Best finish: Champions (2003)

Qualification for RWC 2023: Losing finalists at RWC 2019

Most memorable match: Matches against France are always eagerly-awaited and keenly-fought given the historical rivalry between the two nations, but the Rugby World Cup 1991 version of ‘Le Crunch’ was off the scale in intensity. Tempers were frayed and punches laid in the cauldron-like atmosphere of the Parc des Princes. England’s 19-10 victory is best remembered not for any of the scores – Rory Underwood and Will Carling got tries for England and Jean-Baptiste Lafond crossed for Les Bleus – but Micky Skinner’s thunderous tackle on Marc Cécillon.

Iconic moment: Jonny Wilkinson’s match-winning, extra-time drop goal in the Rugby World Cup 2003 final is beyond dispute as the most celebrated moment in English rugby history. Almost as iconic is Ian Robertson’s commentary of how the event unfolded before his eyes on BBC Radio. “This is the one, it’s coming back for Jonny Wilkinson... He drops for World Cup glory... It’s up, it’s over, he’s done it!”

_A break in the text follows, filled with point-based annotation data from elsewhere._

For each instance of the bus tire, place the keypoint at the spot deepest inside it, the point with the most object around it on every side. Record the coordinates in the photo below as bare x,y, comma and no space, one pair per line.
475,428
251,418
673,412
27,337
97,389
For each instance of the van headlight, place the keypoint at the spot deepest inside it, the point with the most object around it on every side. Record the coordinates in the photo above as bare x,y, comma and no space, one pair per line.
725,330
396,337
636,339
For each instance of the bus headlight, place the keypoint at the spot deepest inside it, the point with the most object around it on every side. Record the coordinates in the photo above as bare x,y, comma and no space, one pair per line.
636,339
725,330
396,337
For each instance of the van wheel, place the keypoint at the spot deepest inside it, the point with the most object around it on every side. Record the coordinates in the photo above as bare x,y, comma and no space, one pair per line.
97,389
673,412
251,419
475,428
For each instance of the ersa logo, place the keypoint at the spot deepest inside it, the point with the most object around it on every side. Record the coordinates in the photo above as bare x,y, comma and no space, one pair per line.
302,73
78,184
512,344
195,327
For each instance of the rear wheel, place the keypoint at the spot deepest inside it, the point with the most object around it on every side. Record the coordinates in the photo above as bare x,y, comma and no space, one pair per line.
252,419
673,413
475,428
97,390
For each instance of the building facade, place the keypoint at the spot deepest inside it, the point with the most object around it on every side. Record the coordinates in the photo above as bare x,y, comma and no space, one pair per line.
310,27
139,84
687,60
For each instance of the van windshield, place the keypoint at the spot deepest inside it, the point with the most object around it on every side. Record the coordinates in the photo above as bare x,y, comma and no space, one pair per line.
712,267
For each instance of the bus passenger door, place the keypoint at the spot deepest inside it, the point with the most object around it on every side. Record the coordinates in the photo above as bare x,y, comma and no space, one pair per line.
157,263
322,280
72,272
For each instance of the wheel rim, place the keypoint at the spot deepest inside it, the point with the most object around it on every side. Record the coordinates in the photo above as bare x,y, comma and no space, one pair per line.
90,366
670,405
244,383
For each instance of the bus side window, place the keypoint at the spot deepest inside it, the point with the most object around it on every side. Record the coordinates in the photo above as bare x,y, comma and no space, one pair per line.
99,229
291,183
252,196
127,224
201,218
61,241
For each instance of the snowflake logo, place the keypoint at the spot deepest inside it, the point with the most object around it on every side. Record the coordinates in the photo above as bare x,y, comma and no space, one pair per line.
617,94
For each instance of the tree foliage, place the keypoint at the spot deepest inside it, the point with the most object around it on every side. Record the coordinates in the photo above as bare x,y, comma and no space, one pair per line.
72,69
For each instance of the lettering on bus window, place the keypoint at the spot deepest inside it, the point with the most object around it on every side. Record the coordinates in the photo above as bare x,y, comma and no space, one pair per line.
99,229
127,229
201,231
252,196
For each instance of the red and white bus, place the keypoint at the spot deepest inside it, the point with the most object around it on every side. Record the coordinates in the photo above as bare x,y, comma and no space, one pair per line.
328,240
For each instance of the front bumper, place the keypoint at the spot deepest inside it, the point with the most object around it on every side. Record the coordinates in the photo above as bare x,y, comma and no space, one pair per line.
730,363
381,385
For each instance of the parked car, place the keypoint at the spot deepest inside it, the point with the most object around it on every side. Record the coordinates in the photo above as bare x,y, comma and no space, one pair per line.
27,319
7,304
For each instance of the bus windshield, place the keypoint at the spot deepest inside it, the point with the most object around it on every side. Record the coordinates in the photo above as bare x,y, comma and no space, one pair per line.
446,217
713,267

Low point: Becoming the first host nation to fail to make the knockout stages in 2015. With three of their pool opponents ranked in the top 10 in the World Rugby Men’s Rankings, it was never going to be easy ride for Stuart Lancaster’s side but defeats to Wales and Australia, in between wins against Fiji and Uruguay, saw them fall well short of expectations.

Iconic player: Wilkinson is again the obvious choice but without Martin Johnson’s leadership it is doubtful England would have got as far as they did in Australia. Written off by the local press as ‘Dad’s Army’, England had a lot of experienced players within the squad, but Johnson was the pillar upon which their successful campaign was built.

Record-breaker: Jonny Wilkinson kicked 14 drop goals in Rugby World Cups – more than twice as many as his nearest rival, Springbok Jannie de Beer. He is also comfortably the highest points scorer in Rugby World Cup history with 277 points across his four tournaments.

Did you know? England had to qualify for the 1999 tournament and booked their place after wins against Italy (23-15) and the Netherlands (110-0)

Quote: “We got the scrum and cleared our lines, and everyone patted me on the backside. It was great to be part of that moment,” Micky Skinner recalls what happened in the aftermath of his ‘monster munch’ of a tackle on Cécillon.